#' Take a gsp in tibble form and make a list suitable for gene dropping
#'
#' Just a simple function that makes a list-based data structure
#' that makes it easy to gene-drop chromosome segments down the
#' gsp. The basic idea is to get everyone into a data structure
#' in which they are ordered such that by the time you get to segregating
#' segments _from_ anyone, you already have the segments segregated _into_ them.
#' This works by each individual having a list of gametes (post-recombination)
#' coming out of them, and a list of "uniters" which are the gametes coming
#' into them. We just point the uniters to gametes in the previous generation
#' and then make sure that we shuffle the order of the gametes when they come
#' out of someone.
#' @param gsp A tibble that holds the genome simulation pedigree (GSP).
#' This is a tibble in which each row specifies an individual in the
#' GSP. The columns of the tibble are:
#'
#' - `ind`: a numeric identifier for that row's indvidual.
#' - `par`: the numeric ID of the first parent of the individual (NA if the
#' individual is a founder of the pedigree).
#' - `par2`: the numeric ID of the second parent of the individual (NA if
#' the individual is a founder)
#' - `ipar1`: the number of gametes that `par1` must segregate "through" `ind` in
#' order to exhaust all the genetic material in the GSP. These values are given
#' by the red numerals alongside the edge connecting parents to offspring in the
#' GSP images defined by `gsp2dot()`. See the vignette `gscramble-tutorial`, for
#' an example. (NA if `ind` is a founder).
#' - `ipar2`: the number of gametes that `par2` must segregate through `ind`.
#' (NA if `ind` is a founder).
#' - `hap1`: a unique character label given to the first haplotype in `ind` if `ind` is a
#' founder. If `ind` is not a founder, this must be NA.
#' - `hap2`: unique character label given to the second haplotype in `ind`. NA if `ind`
#' is not a founder.
#' - `hpop1`: character label giving the population of origin of the first haplotype
#' (i.e., `hap1`) in `ind`, if `ind` is a founder. NA otherwise.
#' - `hpop2`: character label giving the population of origin of the second
#' haplotype (i.e., `hap2`) in `ind`. NA if `ind` is not a founder.
#' - `sample`: unique character label for the outcoming diploid sample from the
#' pedigree member `ind`. NA if `ind` is not sampled.
#' - `osample`: the number of diploid samples that come out of `ind`. NA if
#' `ind` is not sampled.
#' @return
#' This function returns a named list, which is a linked-list type of
#' structure that contains the same information that is in `gsp`, but
#' it makes it easier to access when traversing the pedigree.
#'
#' The length of the list is
#' `nrow(gsp)`. The names are the character versions of the `ind` column.
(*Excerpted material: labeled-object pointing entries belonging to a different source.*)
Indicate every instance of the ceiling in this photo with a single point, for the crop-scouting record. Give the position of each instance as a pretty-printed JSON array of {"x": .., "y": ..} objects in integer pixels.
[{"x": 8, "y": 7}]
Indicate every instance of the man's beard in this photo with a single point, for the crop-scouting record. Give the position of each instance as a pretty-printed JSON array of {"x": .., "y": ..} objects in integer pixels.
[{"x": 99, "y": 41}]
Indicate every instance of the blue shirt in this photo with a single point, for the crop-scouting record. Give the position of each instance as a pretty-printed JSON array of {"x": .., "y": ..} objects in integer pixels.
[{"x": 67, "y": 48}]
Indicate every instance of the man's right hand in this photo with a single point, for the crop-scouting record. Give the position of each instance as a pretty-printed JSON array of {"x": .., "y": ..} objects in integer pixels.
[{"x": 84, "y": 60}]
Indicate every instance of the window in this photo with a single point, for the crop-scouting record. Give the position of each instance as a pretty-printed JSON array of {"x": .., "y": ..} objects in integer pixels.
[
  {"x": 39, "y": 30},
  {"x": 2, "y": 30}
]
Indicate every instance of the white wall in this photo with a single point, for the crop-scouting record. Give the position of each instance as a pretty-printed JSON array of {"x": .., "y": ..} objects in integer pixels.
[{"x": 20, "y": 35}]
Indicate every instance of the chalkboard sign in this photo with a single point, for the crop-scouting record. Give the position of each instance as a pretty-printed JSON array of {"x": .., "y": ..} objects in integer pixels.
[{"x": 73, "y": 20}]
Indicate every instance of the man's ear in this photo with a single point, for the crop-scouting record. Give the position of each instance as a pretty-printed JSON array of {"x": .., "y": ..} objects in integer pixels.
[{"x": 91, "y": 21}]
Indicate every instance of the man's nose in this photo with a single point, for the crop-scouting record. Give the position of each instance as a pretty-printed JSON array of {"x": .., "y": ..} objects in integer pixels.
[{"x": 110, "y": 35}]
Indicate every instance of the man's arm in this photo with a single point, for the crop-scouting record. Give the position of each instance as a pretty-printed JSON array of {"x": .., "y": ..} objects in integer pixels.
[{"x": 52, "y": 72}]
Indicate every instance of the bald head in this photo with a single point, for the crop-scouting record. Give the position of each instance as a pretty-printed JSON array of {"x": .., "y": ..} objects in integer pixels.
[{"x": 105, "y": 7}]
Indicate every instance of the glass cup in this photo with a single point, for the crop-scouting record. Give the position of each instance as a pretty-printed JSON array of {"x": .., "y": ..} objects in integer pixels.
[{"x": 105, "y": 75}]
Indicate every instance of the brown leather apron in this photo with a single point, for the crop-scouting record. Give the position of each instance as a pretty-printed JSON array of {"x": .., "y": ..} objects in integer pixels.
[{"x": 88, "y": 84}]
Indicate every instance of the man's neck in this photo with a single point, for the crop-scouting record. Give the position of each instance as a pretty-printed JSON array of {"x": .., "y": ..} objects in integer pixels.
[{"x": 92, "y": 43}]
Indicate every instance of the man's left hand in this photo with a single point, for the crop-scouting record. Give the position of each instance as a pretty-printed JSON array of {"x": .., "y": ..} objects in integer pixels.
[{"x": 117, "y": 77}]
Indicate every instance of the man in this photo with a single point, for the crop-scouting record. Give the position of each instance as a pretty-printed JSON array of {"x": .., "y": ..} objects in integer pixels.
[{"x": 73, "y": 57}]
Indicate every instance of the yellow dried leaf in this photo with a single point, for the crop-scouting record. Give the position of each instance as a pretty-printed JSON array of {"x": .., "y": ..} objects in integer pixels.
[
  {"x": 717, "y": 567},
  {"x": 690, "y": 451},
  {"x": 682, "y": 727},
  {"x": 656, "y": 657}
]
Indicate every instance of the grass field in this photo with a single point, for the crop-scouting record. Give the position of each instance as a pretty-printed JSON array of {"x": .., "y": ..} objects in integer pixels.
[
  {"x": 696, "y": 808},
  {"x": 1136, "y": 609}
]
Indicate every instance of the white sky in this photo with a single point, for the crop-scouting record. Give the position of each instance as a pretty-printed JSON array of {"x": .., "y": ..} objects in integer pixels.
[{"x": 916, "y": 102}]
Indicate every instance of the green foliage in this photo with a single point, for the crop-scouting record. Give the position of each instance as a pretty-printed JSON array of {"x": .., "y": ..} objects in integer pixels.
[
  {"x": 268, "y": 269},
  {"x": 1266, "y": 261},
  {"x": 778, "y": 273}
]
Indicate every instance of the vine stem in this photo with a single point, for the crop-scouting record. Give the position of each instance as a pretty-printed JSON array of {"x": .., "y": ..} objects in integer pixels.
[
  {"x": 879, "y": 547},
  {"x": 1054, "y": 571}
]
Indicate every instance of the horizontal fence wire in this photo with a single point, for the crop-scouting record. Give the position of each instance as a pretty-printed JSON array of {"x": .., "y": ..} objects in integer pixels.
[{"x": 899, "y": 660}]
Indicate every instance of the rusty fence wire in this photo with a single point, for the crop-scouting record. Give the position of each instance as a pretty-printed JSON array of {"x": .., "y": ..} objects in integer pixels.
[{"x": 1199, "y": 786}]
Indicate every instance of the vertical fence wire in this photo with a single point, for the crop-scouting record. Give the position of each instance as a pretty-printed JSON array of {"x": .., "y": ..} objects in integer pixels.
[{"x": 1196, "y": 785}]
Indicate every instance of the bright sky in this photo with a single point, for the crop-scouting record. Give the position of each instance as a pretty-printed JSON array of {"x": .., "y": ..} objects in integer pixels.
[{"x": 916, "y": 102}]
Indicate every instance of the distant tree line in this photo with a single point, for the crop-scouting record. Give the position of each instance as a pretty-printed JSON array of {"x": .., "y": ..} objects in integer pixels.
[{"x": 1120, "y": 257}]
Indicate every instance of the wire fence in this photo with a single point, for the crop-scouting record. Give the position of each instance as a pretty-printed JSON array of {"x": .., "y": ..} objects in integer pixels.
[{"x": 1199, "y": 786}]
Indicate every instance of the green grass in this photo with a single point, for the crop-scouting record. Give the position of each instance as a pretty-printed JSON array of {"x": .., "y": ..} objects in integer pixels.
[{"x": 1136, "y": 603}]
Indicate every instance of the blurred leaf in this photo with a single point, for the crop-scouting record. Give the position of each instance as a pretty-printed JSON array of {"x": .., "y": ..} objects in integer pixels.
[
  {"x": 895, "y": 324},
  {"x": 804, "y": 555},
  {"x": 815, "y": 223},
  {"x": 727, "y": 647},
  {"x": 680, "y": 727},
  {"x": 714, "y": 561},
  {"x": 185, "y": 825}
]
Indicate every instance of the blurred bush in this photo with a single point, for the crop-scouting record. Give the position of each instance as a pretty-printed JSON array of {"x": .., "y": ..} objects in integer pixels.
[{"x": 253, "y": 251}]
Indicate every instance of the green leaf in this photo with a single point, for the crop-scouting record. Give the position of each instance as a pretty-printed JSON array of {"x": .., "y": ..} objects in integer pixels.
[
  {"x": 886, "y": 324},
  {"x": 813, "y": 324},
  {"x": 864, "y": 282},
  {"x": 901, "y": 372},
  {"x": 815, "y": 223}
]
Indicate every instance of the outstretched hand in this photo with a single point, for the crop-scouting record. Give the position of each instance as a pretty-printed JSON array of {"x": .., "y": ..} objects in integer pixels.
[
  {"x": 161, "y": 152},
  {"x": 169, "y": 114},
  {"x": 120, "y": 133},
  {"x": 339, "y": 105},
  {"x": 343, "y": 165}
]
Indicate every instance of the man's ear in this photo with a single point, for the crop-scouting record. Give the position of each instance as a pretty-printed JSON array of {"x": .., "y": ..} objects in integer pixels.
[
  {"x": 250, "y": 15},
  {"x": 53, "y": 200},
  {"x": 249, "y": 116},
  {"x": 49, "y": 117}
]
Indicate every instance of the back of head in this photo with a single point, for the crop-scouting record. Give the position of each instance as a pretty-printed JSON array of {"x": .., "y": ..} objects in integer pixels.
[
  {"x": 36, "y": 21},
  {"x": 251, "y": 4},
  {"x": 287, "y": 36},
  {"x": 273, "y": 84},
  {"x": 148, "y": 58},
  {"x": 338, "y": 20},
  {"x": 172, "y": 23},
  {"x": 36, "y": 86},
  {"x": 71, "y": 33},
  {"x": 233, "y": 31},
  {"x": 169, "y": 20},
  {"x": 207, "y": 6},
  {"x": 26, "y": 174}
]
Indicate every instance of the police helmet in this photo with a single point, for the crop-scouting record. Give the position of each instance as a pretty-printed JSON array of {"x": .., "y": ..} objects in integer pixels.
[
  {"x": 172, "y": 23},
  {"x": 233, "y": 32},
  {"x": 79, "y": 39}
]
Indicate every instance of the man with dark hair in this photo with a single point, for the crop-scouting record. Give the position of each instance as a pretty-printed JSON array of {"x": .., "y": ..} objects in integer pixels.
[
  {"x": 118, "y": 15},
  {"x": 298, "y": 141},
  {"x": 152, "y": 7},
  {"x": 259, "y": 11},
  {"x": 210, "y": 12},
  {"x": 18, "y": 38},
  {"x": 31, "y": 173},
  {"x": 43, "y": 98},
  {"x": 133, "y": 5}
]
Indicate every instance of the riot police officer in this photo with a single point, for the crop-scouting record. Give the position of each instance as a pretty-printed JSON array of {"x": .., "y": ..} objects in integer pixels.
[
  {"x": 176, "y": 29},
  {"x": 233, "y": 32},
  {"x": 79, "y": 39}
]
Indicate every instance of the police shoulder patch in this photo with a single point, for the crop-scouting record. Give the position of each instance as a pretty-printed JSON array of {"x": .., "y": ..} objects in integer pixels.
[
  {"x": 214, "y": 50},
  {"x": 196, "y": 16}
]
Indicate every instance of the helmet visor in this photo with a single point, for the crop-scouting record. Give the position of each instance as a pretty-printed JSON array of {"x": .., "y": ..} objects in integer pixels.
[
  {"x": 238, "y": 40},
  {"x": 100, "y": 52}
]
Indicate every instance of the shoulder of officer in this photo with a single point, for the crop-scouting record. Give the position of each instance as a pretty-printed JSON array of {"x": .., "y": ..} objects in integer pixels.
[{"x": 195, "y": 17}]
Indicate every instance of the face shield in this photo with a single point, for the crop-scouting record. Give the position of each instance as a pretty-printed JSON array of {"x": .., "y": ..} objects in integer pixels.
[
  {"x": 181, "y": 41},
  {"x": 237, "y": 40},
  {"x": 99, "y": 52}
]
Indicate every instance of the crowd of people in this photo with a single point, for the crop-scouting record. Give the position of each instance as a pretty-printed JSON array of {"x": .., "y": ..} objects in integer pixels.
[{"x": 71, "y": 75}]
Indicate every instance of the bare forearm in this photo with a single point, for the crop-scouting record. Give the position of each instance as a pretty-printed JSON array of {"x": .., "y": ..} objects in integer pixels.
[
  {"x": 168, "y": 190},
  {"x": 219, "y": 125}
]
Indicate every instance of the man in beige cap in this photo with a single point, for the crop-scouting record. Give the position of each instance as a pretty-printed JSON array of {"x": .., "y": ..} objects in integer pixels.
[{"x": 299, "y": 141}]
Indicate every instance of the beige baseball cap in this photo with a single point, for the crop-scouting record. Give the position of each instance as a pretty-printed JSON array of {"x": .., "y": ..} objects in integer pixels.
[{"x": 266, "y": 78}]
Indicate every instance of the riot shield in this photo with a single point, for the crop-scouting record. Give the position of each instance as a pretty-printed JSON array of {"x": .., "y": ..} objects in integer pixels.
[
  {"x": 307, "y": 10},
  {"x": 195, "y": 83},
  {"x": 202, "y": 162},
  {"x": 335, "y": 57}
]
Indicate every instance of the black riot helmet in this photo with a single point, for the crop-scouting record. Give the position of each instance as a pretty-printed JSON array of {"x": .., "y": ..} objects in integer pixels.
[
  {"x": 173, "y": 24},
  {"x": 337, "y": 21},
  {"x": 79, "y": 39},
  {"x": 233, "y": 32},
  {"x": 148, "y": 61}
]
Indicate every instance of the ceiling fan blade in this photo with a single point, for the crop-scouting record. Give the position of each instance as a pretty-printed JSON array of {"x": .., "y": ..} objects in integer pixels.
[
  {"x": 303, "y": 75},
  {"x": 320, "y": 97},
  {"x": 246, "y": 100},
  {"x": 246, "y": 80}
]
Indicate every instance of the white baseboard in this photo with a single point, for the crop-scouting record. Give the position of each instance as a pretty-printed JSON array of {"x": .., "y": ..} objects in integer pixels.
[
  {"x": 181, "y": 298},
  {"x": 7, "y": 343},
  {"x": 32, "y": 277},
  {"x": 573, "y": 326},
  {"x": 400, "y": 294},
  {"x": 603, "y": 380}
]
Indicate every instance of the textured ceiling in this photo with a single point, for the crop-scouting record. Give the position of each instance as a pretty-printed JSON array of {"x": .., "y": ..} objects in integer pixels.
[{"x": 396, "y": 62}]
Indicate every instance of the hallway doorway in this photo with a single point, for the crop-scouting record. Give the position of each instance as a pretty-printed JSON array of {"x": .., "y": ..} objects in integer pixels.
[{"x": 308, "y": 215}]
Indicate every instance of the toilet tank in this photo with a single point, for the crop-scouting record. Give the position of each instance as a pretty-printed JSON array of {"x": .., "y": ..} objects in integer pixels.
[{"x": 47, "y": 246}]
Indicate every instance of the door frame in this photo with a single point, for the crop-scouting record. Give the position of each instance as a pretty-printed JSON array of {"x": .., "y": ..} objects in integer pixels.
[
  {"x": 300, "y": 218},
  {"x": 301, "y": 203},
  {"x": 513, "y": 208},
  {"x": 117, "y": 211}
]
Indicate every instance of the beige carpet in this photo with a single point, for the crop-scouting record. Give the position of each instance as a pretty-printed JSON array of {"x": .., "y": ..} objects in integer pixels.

#' Each component of the list refers to an individual row from `gsp`. All
#' of these list elements are themselves lists. (i.e., the information
#' about a single individual is stored in a list.) Every such individual
#' list has at least the two elements:
#'
#' - `isSample`: TRUE if samples are taken from the individual. FALSE otherwise.
#' - `isFounder`: TRUE if the individual is a founder. FALSE otherwise.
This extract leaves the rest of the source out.